“Womb for Rent”: Socio-Cultural Implications of Reproductive Tourism in India
Abstract
Commercial surrogacy in India has become an increasingly controversial human rights and global health issue. Indian women living in dire poverty are the most vulnerable group in this transnational phenomenon. Reproductive tourism can be defined as the process whereby affluent people, predominately from Global North countries (i.e., Canada) seek assisted reproduction in the Global South (in this case, India), to accomplish fertility and kinship formation goals while remaining oblivious to the inevitable social issues associated with this international trade. This study investigates how the media and academic anthropological research present current understandings of family and kinship regarding commercial surrogacy. I argue that reproductive tourism is a multi-faceted social issue with significant socio-cultural implications for kinship in India and the Global North with roots in a gendered division of labour, culture-specific belief systems, technological advancement, race and class stratification, capitalist structures, and globalization. I critically analyze diverse media sources that offer insights within these realms, and I use research in anthropology as ethnographic evidence to support, challenge, or extend claims reported by the media.
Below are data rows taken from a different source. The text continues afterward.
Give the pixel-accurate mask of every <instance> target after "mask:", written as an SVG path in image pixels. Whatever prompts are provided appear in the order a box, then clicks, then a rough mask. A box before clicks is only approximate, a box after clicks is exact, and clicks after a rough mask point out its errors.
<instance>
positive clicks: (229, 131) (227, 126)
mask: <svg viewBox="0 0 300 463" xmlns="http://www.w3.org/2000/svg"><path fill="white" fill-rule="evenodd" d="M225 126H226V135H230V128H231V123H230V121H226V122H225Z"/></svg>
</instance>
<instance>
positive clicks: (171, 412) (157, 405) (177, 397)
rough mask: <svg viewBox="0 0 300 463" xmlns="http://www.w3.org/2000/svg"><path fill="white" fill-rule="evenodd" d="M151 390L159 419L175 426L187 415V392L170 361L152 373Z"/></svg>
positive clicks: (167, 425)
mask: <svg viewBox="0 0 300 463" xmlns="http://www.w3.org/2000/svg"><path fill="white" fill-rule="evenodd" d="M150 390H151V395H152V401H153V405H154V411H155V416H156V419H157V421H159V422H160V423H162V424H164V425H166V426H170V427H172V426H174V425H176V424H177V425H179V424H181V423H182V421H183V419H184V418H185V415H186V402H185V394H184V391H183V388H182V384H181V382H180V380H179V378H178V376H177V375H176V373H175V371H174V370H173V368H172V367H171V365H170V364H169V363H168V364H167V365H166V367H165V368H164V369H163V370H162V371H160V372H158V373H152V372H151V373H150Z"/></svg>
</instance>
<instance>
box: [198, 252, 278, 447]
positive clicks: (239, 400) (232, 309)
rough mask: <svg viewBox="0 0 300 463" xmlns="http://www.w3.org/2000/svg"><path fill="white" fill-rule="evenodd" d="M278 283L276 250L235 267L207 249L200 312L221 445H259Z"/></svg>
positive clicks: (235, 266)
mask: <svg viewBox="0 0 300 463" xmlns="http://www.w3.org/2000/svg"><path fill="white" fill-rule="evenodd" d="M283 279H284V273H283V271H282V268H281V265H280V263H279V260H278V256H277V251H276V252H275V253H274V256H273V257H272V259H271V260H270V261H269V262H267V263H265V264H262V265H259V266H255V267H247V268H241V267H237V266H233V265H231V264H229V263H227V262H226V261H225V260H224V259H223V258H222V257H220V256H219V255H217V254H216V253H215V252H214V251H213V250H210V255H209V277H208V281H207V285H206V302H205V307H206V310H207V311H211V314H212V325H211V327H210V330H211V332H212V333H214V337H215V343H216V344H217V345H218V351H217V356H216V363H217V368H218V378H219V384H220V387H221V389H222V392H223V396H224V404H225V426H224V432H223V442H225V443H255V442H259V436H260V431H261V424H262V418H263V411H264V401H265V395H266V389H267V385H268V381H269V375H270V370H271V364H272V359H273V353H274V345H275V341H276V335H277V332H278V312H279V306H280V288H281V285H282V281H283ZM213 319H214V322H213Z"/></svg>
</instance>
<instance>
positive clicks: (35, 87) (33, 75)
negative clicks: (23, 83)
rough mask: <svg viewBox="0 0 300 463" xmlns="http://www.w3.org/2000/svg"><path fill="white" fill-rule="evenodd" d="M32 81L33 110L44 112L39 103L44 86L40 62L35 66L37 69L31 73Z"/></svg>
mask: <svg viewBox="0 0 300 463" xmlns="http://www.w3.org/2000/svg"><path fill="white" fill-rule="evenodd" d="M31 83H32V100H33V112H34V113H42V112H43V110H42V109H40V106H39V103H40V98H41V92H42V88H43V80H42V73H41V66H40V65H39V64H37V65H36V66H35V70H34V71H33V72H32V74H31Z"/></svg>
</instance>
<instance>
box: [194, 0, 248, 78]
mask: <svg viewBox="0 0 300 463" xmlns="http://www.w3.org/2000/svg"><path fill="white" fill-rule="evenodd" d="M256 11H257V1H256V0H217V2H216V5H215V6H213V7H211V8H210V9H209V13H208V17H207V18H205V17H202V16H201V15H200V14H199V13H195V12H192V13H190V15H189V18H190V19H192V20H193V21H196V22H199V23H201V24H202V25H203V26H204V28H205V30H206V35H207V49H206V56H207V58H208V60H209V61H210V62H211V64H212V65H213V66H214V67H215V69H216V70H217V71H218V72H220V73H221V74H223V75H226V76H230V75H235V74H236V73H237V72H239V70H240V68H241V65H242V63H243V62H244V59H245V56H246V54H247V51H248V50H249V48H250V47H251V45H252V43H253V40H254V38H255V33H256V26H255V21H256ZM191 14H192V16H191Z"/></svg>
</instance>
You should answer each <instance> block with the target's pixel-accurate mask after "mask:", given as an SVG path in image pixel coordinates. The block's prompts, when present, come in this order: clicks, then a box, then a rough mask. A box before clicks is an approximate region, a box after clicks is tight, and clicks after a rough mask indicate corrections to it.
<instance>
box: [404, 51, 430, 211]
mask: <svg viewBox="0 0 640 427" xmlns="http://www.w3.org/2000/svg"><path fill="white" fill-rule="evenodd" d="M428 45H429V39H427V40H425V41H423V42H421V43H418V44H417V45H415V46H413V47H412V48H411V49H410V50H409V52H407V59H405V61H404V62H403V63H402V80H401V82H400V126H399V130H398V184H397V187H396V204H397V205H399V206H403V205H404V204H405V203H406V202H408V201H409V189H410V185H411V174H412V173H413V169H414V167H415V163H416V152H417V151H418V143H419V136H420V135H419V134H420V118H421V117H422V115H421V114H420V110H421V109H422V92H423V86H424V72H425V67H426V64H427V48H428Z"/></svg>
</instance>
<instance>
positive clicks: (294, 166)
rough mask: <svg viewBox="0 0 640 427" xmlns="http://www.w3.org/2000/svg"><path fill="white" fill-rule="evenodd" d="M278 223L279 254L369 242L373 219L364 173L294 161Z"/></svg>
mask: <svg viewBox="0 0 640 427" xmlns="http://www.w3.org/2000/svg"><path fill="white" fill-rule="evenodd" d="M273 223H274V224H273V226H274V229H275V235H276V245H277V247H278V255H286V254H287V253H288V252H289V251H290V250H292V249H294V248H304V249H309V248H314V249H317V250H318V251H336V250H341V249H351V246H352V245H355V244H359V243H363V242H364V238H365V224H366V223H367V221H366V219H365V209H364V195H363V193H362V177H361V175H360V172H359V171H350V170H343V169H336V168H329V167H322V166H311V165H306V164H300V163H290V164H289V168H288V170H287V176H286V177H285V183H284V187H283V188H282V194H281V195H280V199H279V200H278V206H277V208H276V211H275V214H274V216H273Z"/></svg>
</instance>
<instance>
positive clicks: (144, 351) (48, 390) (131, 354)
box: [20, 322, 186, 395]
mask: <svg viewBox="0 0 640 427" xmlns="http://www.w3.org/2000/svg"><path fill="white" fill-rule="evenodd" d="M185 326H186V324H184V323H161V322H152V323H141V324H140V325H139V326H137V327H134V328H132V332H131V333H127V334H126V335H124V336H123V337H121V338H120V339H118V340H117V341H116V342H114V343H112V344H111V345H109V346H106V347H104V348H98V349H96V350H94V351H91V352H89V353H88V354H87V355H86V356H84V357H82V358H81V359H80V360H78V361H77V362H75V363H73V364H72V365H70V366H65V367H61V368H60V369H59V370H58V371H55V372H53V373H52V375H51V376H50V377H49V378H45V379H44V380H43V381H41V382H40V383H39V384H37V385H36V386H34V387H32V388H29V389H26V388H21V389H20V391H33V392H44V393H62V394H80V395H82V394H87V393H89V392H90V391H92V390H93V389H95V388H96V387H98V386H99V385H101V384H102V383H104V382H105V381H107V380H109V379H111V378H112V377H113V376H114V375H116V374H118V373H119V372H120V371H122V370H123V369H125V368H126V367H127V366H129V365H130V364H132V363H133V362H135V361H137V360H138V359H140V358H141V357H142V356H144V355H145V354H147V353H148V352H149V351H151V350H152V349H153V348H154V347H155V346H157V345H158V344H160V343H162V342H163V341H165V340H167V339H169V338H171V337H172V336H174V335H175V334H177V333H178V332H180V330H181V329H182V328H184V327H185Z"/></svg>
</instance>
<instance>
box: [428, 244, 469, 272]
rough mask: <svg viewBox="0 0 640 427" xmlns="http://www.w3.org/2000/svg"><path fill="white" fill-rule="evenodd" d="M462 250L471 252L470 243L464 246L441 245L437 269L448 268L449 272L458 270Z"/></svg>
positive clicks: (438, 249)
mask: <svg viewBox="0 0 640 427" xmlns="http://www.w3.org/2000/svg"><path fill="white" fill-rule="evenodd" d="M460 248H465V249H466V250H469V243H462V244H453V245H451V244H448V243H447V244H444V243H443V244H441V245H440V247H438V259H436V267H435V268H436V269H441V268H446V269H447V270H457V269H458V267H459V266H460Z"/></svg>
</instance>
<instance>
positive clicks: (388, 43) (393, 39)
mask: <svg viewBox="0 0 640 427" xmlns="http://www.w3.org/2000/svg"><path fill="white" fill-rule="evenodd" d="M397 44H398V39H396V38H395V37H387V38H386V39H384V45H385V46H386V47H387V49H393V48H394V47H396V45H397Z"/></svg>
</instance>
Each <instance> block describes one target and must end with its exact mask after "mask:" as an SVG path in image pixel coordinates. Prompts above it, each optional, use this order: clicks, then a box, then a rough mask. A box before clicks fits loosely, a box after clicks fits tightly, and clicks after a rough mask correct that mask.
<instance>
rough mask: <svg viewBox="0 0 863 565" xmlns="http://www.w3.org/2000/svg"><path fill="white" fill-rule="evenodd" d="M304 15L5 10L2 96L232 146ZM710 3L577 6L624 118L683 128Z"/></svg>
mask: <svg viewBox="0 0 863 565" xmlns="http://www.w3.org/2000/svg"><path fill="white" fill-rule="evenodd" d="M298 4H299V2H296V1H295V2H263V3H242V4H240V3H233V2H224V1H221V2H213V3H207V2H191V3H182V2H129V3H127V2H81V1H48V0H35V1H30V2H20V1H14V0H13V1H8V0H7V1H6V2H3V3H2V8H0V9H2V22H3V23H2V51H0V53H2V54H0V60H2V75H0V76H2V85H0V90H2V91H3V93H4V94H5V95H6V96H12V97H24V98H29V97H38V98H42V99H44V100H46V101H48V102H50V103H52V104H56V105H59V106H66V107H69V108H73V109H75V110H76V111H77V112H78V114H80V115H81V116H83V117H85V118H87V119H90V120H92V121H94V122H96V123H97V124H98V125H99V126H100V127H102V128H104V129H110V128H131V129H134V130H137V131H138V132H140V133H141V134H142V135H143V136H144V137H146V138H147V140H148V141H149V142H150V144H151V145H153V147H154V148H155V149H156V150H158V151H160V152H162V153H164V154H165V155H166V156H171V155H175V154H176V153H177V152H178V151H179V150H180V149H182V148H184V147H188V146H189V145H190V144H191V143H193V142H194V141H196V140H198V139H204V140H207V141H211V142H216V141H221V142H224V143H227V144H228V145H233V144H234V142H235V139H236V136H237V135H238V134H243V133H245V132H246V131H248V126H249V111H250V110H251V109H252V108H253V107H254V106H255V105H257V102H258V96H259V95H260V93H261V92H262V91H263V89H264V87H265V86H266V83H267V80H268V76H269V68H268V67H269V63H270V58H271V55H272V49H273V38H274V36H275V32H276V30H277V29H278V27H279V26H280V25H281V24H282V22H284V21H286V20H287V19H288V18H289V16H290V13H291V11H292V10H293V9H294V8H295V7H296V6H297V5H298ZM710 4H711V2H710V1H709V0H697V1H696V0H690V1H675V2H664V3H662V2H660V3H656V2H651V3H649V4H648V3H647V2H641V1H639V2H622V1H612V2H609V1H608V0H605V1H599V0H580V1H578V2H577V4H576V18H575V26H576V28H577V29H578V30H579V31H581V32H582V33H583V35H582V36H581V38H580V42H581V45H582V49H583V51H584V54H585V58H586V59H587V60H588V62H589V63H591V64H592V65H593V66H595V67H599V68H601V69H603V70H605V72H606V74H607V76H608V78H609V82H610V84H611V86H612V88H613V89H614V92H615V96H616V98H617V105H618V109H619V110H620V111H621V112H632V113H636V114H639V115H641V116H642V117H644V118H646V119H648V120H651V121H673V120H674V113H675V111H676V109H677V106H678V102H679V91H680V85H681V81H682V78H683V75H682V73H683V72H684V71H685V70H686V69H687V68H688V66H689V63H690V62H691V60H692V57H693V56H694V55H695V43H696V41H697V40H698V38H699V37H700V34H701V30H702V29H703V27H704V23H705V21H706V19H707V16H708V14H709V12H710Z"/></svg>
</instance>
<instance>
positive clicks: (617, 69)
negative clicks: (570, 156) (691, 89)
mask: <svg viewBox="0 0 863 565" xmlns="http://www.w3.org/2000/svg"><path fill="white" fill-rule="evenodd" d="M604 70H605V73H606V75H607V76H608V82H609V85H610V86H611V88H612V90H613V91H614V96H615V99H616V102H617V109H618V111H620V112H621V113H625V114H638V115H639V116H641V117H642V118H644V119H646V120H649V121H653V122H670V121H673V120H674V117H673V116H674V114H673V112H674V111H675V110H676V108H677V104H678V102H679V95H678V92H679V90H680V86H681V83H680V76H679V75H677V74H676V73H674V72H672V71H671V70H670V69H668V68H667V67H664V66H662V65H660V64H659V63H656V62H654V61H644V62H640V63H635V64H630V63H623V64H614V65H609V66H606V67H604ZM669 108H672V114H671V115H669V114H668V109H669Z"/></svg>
The commodification of reproductive labour has had vast impacts on the cultural meanings of kinship in India and in Global North countries. Transnational surrogacy must be perceived by governments as a public matter rather than a private one, in order to adequately derive holistic solutions to halt the exploitation of vulnerable Indian women while balancing the desire of infertile individuals to utilize surrogacy as a means of kinship formation.